How linear regression works intuitively and how it leads to gradient descent

Geometric and Optimization Intuition

  • Commenters extend the 1D derivative story to higher dimensions: stationary points require looking at the Hessian to distinguish minima, maxima, and saddle points.
  • Several people like reframing regression as a geometric problem (fitting in parameter space, loss surfaces) to build intuition, including for gradient descent.

Squared vs Absolute Loss and Quantiles

  • Multiple comments stress that least squares predicts the conditional mean; absolute error predicts the conditional median.
  • Absolute loss (and more generally quantile regression) is defended as robust to outliers and useful when distributions are skewed or heavy‑tailed (e.g., housing with extreme prices).
  • There’s pushback on the article’s negative tone about absolute loss: it’s “not perfect, but a trade-off.”

Why Squared Error?
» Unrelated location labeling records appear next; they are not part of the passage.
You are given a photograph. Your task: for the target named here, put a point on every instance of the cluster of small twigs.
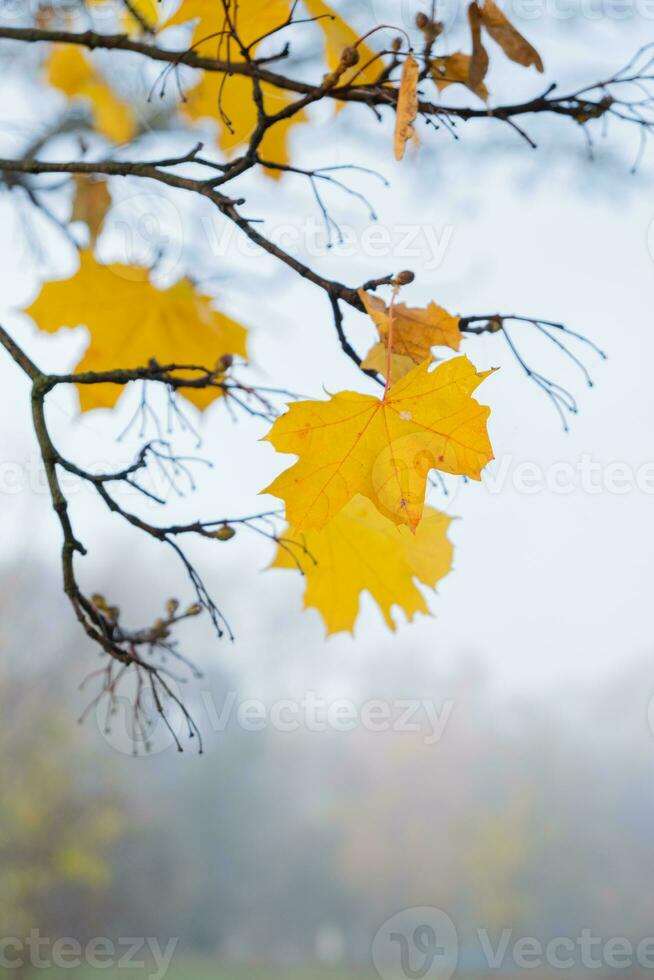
(626, 96)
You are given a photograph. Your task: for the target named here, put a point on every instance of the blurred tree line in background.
(287, 847)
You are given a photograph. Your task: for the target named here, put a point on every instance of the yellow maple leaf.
(358, 551)
(377, 360)
(70, 70)
(407, 106)
(230, 102)
(130, 322)
(513, 44)
(453, 68)
(383, 448)
(415, 331)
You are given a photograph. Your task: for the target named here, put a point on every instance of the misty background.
(532, 809)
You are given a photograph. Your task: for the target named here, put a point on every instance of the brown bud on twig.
(224, 533)
(224, 363)
(404, 278)
(350, 57)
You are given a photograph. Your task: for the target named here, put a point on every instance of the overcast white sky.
(547, 586)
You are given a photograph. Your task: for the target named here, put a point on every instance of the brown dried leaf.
(455, 68)
(91, 202)
(415, 330)
(377, 360)
(478, 65)
(513, 44)
(407, 106)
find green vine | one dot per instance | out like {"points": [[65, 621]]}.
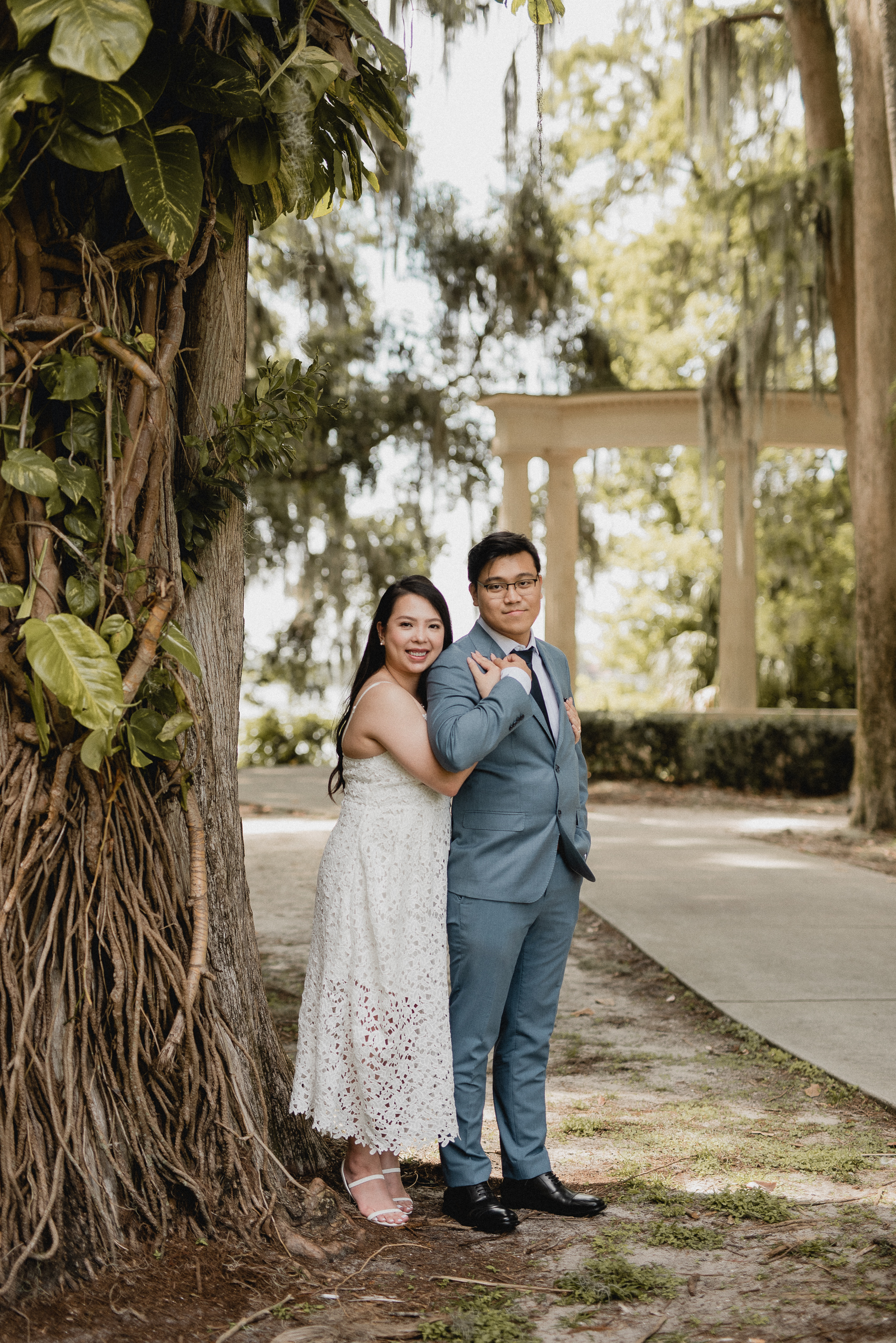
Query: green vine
{"points": [[261, 434]]}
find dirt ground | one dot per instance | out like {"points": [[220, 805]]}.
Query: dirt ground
{"points": [[750, 1196]]}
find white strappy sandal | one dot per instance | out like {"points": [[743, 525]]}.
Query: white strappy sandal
{"points": [[383, 1212], [397, 1170]]}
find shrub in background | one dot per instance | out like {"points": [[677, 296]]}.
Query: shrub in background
{"points": [[778, 753], [273, 740]]}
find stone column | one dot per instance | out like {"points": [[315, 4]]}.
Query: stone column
{"points": [[738, 604], [515, 514], [562, 546]]}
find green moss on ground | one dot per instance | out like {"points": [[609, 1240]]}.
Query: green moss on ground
{"points": [[685, 1237], [750, 1202], [613, 1278]]}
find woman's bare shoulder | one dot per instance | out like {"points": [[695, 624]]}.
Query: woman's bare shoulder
{"points": [[387, 696]]}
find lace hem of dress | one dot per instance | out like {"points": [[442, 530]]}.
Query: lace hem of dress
{"points": [[336, 1126]]}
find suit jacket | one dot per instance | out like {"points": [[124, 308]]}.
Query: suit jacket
{"points": [[527, 797]]}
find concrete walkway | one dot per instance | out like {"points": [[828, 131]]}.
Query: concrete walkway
{"points": [[795, 947]]}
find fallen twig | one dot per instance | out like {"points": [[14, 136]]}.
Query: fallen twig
{"points": [[393, 1246], [517, 1287], [127, 1310], [247, 1319]]}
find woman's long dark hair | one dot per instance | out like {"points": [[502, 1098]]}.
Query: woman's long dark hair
{"points": [[374, 656]]}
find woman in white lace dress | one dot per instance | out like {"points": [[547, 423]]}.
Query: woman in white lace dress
{"points": [[374, 1060]]}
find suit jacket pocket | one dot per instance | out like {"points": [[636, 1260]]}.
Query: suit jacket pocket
{"points": [[495, 821]]}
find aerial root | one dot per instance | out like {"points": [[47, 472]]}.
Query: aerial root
{"points": [[101, 951]]}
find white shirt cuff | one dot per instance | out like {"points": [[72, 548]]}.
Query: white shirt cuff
{"points": [[519, 675]]}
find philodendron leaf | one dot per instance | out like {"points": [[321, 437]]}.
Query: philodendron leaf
{"points": [[97, 747], [256, 8], [174, 641], [144, 727], [109, 106], [82, 594], [76, 664], [82, 150], [11, 594], [319, 70], [33, 81], [78, 482], [54, 504], [82, 523], [362, 21], [164, 180], [254, 151], [98, 38], [118, 633], [84, 433], [175, 726], [30, 472], [70, 378], [208, 82]]}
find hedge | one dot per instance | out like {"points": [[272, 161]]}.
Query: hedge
{"points": [[769, 751]]}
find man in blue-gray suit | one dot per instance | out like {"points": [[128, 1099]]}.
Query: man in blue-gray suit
{"points": [[519, 846]]}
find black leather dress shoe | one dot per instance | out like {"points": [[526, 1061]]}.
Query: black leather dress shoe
{"points": [[476, 1205], [546, 1194]]}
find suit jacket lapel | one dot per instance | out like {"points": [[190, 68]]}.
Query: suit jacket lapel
{"points": [[562, 716]]}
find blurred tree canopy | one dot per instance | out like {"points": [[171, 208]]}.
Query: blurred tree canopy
{"points": [[698, 228], [395, 417]]}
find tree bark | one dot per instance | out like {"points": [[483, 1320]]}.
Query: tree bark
{"points": [[873, 472], [215, 370], [885, 11], [814, 50]]}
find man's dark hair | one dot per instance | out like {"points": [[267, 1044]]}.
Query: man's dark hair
{"points": [[496, 545]]}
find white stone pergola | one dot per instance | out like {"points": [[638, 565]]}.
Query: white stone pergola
{"points": [[563, 429]]}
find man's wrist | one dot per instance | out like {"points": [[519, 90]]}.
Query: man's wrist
{"points": [[519, 675]]}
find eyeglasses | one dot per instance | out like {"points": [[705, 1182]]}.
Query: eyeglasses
{"points": [[496, 587]]}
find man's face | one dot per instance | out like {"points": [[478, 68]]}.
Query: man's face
{"points": [[510, 610]]}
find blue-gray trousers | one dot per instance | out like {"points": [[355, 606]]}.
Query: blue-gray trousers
{"points": [[507, 970]]}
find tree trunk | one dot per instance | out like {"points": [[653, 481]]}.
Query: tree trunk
{"points": [[885, 13], [814, 50], [873, 472], [215, 370]]}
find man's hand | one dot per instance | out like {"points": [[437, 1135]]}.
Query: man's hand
{"points": [[512, 660], [485, 673], [575, 722]]}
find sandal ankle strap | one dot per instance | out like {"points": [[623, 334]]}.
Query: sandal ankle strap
{"points": [[366, 1181]]}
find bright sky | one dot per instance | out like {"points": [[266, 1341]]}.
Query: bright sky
{"points": [[459, 124]]}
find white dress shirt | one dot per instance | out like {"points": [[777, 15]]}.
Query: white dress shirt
{"points": [[524, 679]]}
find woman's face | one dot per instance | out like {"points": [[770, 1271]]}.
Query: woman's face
{"points": [[414, 636]]}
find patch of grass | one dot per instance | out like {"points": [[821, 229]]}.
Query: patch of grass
{"points": [[613, 1239], [672, 1202], [750, 1202], [613, 1278], [582, 1127], [485, 1318], [685, 1237]]}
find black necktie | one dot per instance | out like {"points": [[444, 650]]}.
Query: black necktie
{"points": [[536, 689]]}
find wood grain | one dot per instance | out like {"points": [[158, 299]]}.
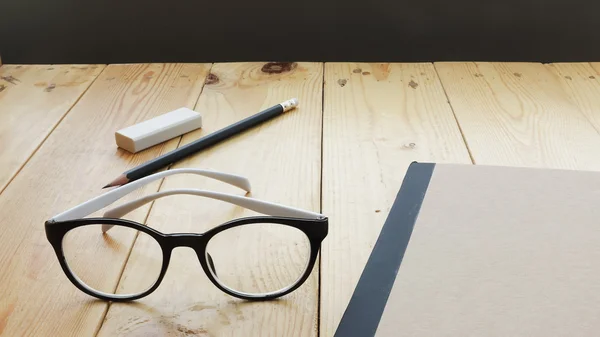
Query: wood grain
{"points": [[282, 160], [517, 114], [70, 167], [377, 119], [33, 100], [581, 81]]}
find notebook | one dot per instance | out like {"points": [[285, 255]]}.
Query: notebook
{"points": [[470, 250]]}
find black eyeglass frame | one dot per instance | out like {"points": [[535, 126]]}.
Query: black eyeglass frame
{"points": [[315, 230]]}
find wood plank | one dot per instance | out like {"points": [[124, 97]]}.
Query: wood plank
{"points": [[517, 114], [581, 81], [282, 160], [36, 298], [377, 119], [33, 100]]}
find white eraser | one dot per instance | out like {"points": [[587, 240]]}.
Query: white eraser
{"points": [[159, 129]]}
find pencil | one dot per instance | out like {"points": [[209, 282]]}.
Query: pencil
{"points": [[169, 158]]}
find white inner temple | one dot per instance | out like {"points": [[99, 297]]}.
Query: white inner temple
{"points": [[108, 198]]}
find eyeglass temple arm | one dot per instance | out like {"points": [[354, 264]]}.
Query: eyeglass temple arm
{"points": [[256, 205], [108, 198]]}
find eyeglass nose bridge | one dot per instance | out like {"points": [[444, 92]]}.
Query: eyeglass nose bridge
{"points": [[194, 241], [198, 243]]}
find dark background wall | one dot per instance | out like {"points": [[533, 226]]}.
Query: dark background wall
{"points": [[111, 31]]}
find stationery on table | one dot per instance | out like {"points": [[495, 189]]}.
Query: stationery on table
{"points": [[202, 143], [484, 251]]}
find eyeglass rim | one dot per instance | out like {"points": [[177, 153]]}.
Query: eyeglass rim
{"points": [[314, 229]]}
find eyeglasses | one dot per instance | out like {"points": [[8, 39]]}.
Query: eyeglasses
{"points": [[253, 258]]}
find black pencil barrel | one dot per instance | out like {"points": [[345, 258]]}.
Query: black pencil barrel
{"points": [[202, 143]]}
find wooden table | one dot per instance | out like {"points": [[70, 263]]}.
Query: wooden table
{"points": [[343, 152]]}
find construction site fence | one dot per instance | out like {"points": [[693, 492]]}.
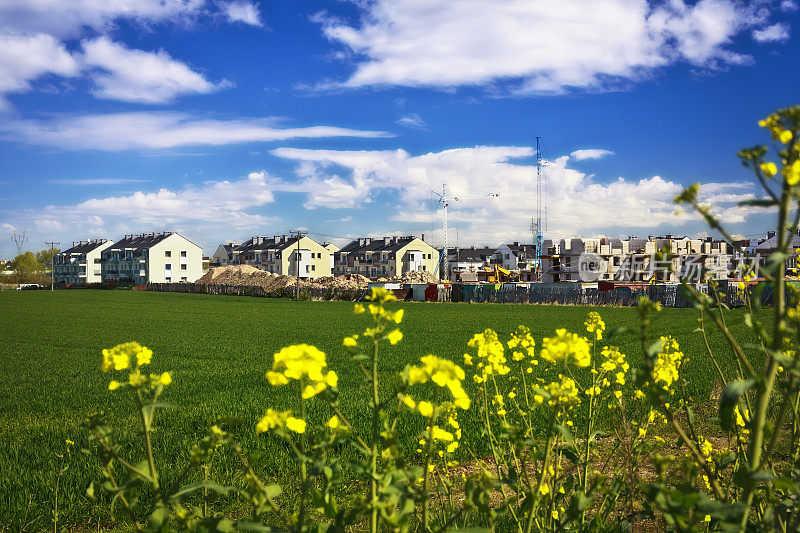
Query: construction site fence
{"points": [[567, 294], [347, 295]]}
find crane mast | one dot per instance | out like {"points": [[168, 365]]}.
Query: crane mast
{"points": [[538, 236]]}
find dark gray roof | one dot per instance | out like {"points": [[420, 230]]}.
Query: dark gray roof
{"points": [[84, 247], [472, 254], [381, 244], [140, 242], [263, 244]]}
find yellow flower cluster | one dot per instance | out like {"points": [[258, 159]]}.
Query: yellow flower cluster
{"points": [[594, 324], [120, 356], [491, 355], [522, 345], [564, 392], [443, 373], [274, 419], [132, 355], [665, 371], [565, 345], [302, 362], [774, 124], [777, 128]]}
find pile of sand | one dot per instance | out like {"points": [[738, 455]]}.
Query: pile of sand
{"points": [[248, 276], [419, 277]]}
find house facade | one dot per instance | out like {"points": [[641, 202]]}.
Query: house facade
{"points": [[223, 255], [81, 263], [386, 257], [164, 257]]}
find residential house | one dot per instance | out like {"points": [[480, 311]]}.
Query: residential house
{"points": [[289, 256], [388, 257], [332, 249], [81, 263], [224, 254], [164, 257], [464, 263]]}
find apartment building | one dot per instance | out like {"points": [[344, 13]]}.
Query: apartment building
{"points": [[634, 259], [389, 257], [164, 257], [464, 263], [282, 254], [223, 254], [291, 256], [80, 263], [516, 256], [332, 249]]}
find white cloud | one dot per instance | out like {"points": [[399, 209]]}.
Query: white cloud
{"points": [[24, 58], [138, 76], [590, 153], [34, 38], [205, 212], [158, 130], [577, 202], [536, 46], [412, 120], [67, 18], [242, 11], [776, 32]]}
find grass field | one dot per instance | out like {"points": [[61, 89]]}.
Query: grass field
{"points": [[218, 348]]}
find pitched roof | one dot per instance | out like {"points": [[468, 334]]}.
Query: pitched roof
{"points": [[381, 244], [472, 254], [84, 247], [142, 241]]}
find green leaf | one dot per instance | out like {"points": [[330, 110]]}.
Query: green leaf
{"points": [[205, 483], [273, 491], [729, 399]]}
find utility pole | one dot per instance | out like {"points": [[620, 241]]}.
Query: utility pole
{"points": [[19, 240], [52, 245], [299, 235]]}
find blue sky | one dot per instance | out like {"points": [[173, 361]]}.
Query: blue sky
{"points": [[226, 119]]}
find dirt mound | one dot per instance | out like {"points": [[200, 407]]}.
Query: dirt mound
{"points": [[419, 277]]}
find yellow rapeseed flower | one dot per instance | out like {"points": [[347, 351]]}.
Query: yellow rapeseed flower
{"points": [[564, 345], [394, 337], [425, 408], [298, 425], [769, 169]]}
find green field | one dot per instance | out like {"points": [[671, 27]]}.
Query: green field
{"points": [[218, 348]]}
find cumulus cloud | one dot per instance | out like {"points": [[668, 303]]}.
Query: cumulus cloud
{"points": [[590, 153], [158, 130], [241, 11], [139, 76], [412, 120], [205, 211], [776, 32], [577, 202], [27, 57], [537, 46], [35, 34], [68, 18]]}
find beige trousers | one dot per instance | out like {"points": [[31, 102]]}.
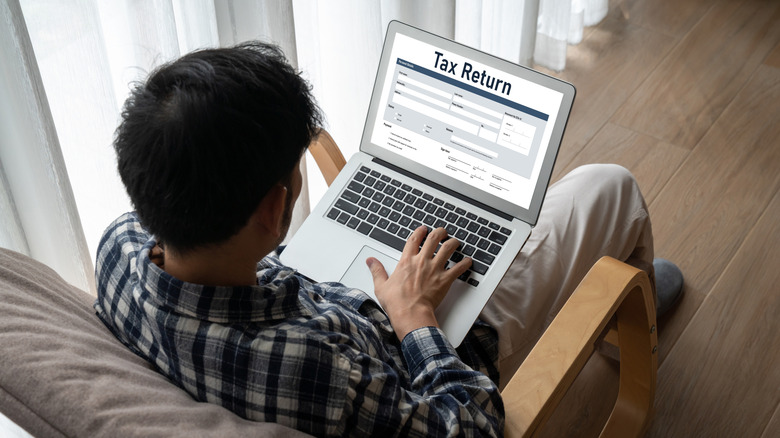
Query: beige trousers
{"points": [[595, 210]]}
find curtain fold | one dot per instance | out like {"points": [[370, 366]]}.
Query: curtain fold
{"points": [[85, 53], [38, 186]]}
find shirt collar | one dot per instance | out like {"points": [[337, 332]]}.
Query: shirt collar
{"points": [[276, 299]]}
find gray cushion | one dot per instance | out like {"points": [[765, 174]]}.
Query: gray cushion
{"points": [[62, 373]]}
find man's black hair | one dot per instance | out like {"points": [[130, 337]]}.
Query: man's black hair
{"points": [[203, 140]]}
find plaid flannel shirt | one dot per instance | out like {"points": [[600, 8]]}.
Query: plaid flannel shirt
{"points": [[318, 357]]}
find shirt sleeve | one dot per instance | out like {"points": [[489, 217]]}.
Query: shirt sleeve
{"points": [[445, 397]]}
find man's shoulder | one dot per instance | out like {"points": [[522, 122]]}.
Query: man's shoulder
{"points": [[120, 243]]}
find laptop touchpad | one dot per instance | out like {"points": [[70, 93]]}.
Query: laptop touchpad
{"points": [[358, 275]]}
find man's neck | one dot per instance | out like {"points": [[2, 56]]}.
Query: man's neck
{"points": [[211, 268], [232, 263]]}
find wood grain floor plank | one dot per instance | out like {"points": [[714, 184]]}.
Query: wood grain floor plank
{"points": [[722, 377], [652, 161], [671, 17], [773, 60], [773, 428], [683, 97], [609, 64], [706, 209]]}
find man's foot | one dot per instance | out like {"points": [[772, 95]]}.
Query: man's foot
{"points": [[668, 285]]}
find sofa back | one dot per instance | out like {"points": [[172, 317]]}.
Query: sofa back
{"points": [[62, 373]]}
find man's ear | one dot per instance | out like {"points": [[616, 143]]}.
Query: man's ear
{"points": [[269, 215]]}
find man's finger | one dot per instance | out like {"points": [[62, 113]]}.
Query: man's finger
{"points": [[432, 242], [378, 272], [412, 246]]}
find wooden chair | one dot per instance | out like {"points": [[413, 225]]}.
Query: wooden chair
{"points": [[613, 303]]}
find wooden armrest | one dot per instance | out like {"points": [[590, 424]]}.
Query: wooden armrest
{"points": [[328, 156], [610, 288]]}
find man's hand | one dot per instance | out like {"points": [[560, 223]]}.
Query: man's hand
{"points": [[420, 280]]}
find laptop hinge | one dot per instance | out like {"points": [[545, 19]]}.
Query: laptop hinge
{"points": [[446, 190]]}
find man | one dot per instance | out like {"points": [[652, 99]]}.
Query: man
{"points": [[208, 149]]}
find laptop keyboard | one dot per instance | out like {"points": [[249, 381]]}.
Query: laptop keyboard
{"points": [[388, 211]]}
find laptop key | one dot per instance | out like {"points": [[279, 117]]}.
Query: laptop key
{"points": [[356, 186], [497, 237], [483, 257], [351, 196], [346, 206], [478, 267]]}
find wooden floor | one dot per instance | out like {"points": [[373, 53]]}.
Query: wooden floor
{"points": [[686, 94]]}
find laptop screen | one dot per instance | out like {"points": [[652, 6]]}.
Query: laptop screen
{"points": [[465, 119]]}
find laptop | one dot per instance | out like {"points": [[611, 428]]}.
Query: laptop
{"points": [[454, 138]]}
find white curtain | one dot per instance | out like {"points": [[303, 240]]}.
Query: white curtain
{"points": [[67, 67]]}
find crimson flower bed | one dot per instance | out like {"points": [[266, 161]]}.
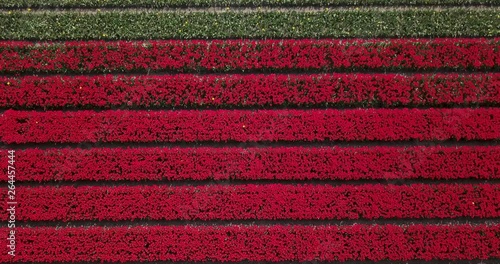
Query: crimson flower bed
{"points": [[248, 126], [259, 202], [256, 243], [273, 163], [227, 91], [244, 55]]}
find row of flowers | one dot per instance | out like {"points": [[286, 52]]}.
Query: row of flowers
{"points": [[255, 243], [271, 163], [256, 202], [244, 55], [250, 126], [249, 90]]}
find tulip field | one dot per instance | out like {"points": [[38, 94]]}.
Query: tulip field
{"points": [[250, 131]]}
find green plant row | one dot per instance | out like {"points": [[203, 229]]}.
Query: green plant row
{"points": [[224, 3], [363, 22]]}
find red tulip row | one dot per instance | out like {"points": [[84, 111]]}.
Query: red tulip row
{"points": [[249, 90], [250, 126], [260, 202], [255, 243], [272, 163], [240, 55]]}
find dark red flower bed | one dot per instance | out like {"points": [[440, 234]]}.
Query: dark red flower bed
{"points": [[240, 55], [249, 90], [256, 243], [259, 202], [250, 126], [273, 163]]}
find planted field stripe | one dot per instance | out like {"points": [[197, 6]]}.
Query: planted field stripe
{"points": [[254, 243], [223, 3], [235, 91], [273, 163], [148, 24], [257, 202], [250, 55], [250, 126]]}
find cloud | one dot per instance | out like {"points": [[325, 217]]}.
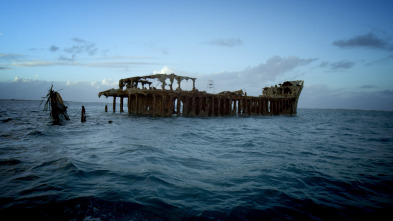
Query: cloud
{"points": [[253, 78], [53, 48], [116, 62], [383, 60], [9, 56], [365, 41], [368, 86], [228, 42], [34, 63], [341, 65], [81, 47]]}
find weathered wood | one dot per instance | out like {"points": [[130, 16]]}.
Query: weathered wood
{"points": [[277, 100]]}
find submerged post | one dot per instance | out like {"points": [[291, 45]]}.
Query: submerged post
{"points": [[114, 104]]}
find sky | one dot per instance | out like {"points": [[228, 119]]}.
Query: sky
{"points": [[343, 50]]}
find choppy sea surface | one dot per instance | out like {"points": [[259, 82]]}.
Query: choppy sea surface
{"points": [[318, 165]]}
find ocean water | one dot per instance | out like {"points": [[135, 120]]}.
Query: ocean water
{"points": [[318, 165]]}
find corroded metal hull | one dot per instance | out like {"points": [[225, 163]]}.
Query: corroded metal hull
{"points": [[281, 100]]}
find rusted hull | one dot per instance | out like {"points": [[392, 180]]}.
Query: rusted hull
{"points": [[165, 103], [202, 104]]}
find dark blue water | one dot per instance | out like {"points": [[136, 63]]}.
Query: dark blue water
{"points": [[319, 165]]}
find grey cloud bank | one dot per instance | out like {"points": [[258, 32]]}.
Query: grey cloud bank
{"points": [[367, 40]]}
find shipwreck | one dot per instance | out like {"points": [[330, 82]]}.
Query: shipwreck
{"points": [[54, 103], [165, 100]]}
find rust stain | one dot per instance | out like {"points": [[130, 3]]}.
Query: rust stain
{"points": [[143, 99]]}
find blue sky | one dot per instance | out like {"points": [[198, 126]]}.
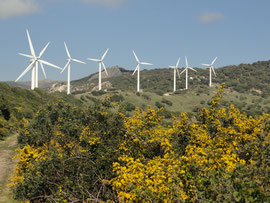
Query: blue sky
{"points": [[160, 31]]}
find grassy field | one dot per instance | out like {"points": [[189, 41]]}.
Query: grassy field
{"points": [[188, 101]]}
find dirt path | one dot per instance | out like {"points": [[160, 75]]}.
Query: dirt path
{"points": [[7, 166]]}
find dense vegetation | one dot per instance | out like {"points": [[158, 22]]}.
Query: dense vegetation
{"points": [[18, 104], [242, 78], [99, 153]]}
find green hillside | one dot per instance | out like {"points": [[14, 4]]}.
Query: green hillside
{"points": [[242, 78], [17, 103]]}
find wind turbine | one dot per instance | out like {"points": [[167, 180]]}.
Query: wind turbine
{"points": [[186, 69], [68, 66], [174, 76], [100, 63], [138, 70], [211, 68], [34, 61]]}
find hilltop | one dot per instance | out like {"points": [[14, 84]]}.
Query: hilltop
{"points": [[242, 78]]}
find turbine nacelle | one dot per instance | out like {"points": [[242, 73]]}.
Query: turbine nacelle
{"points": [[34, 61]]}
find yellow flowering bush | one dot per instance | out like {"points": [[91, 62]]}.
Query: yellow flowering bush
{"points": [[69, 154], [194, 161]]}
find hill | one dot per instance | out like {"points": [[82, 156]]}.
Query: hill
{"points": [[242, 78], [17, 103]]}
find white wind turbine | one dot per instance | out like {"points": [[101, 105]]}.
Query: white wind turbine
{"points": [[186, 69], [211, 68], [100, 63], [174, 76], [34, 61], [68, 66], [138, 70]]}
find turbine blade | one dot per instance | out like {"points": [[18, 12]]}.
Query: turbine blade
{"points": [[148, 64], [136, 56], [214, 71], [214, 61], [104, 68], [177, 64], [43, 50], [178, 72], [30, 44], [26, 70], [96, 60], [49, 64], [78, 61], [104, 54], [205, 64], [183, 71], [186, 61], [42, 68], [26, 55], [65, 66], [192, 69], [135, 69], [68, 54]]}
Gaussian Noise vs Convenience

  • One camp argues squared error is mainly popular because it yields an analytic solution (OLS) and has a long historical/statistical tooling legacy.
  • Another camp counters that its real justification is as the maximum-likelihood estimator under Gaussian noise and its BLUE properties, with the central limit theorem explaining why Gaussian errors are common.
  • Some note that normality isn’t required for OLS to estimate conditional means or be “best linear unbiased”; non-normality is often less of a concern than misspecification (e.g., missing predictors like location).

Gradient Descent vs Closed-Form OLS

  • Debate over whether OLS is a good example for introducing gradient descent given its closed form.
  • Defenders say GD/SGD becomes preferable at large scale, in streaming/distributed settings, or with very high-dimensional data; critics suggest other numerical methods or randomized linear algebra often have nicer convergence.
  • SGD’s “implicit regularization” is mentioned as a reason many practitioners favor stochastic methods, even for convex problems.

Statistics vs ML Culture and Practice

  • Several contrasts: statistics as modeling and inference under uncertainty vs ML as black-box prediction; concern that ML intros often “butcher” OLS by ignoring assumptions, residuals, interpretation.
  • Multicollinearity matters a lot in explanatory/statistical contexts but is often ignored when the goal is pure prediction.
  • One maxim: applied statistics is about making decisions under uncertainty, not manufacturing certainty from data.

Model Fit, Transformations, and Alternatives

  • The house-price example is criticized as heteroskedastic; suggestions include transforming the response (e.g., log-scale) or using weighted/iteratively reweighted least squares rather than assuming constant variance.
  • Discussion distinguishes response transforms from “kernel tricks” (implicit high-dimensional feature maps) and more general feature engineering.
  • Multiple linear regression, regularization (ridge, LASSO, elastic net), GLMs, and Deming regression are brought up as important but underemphasized extensions.

Interpretability, “Bitter Lesson,” and Intuition

  • The thread connects simple linear methods to modern deep learning: both are “piles of linear algebra plus ReLUs,” and scaling plus data can trump hand-crafted structure.
  • Some find this “bitter,” worrying about powerful but causally opaque systems (e.g., self-driving cars) whose correct and incorrect behavior may both be inexplicable. Others prioritize probabilistic behavior bounds and safety over human-understandable “why.”
  • Intuitive teaching tools are highlighted: interactive visualizations, explorable explanations, spring-based physical analogies, and careful focus on data-generating assumptions rather than just optimization.